Emotions can be selectively activated to help messages go viral, and they can also become the focus of “alternative realities” that are pushed by other social media phenomena, including fake news and post-truth narratives. Consider, for example, the many theories Trump raked up during the 2016 US presidential election campaign: Barack Obama’s fake birth certificate, the murder committed by the Clintons, and how the US founded the Islamic State.

“Unleashing emotions online is, though, a high-risk endeavour with huge potential for backlash,” Bjola and Manor wrote. “This is why MFAs (ministries of foreign affairs) would be better off cultivating facts and reason in their digital messages.”

For India’s diplomatic establishment, like everyone else, figuring out social media won’t be easy. The Amazon episode is a case in point.

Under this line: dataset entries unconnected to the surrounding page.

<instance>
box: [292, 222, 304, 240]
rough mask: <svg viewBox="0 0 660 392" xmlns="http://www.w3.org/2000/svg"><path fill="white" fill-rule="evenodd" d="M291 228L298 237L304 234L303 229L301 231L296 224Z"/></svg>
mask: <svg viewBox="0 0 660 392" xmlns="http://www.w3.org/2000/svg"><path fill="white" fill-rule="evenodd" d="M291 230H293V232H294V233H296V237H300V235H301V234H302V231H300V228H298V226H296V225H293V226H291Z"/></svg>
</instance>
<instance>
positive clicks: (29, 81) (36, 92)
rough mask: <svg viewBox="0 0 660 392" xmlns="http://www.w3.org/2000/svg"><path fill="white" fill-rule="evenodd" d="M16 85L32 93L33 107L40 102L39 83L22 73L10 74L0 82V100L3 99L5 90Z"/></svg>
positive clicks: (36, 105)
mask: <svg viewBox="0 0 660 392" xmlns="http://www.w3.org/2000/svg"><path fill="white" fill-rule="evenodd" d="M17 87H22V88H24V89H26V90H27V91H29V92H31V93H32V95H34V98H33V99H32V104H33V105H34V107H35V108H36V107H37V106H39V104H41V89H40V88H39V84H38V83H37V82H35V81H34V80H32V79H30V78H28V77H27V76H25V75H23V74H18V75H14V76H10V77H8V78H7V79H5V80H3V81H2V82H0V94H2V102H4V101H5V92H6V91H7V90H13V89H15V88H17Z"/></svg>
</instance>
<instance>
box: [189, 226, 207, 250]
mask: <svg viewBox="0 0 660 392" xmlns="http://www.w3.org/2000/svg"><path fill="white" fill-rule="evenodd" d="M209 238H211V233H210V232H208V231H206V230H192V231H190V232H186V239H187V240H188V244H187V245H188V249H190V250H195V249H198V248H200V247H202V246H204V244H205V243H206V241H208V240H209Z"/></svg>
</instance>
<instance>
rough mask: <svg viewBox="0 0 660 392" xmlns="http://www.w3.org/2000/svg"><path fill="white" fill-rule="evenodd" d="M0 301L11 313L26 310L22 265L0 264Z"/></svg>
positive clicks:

“Ultimately, Swaraj and other high-level officials will need to strike a balance in their social media engagement: addressing those issues—like the Amazon one—that generate strong demands for action, all the while remaining responsible and judicious and refraining from matters that may be sketchy and simply not worth engaging,” said Kugelman of the Woodrow Wilson Center. “It’s a delicate and difficult dance to pull off.”

At one end, the transparency and immediacy generated by social media—particularly Swaraj’s willingness to listen and intervene—is creating public engagement with India’s foreign minister of the sort that hasn’t been seen in decades. Carnegie India’s Xavier compared it to efforts last seen during prime minister Jawaharlal Nehru’s time in the 1950s.

At the other end, American Enterprise Institute’s Dhume warned that “there’s always the danger that an overenthusiastic official playing to the peanut gallery will end up projecting India in an unflattering and unhelpful way.”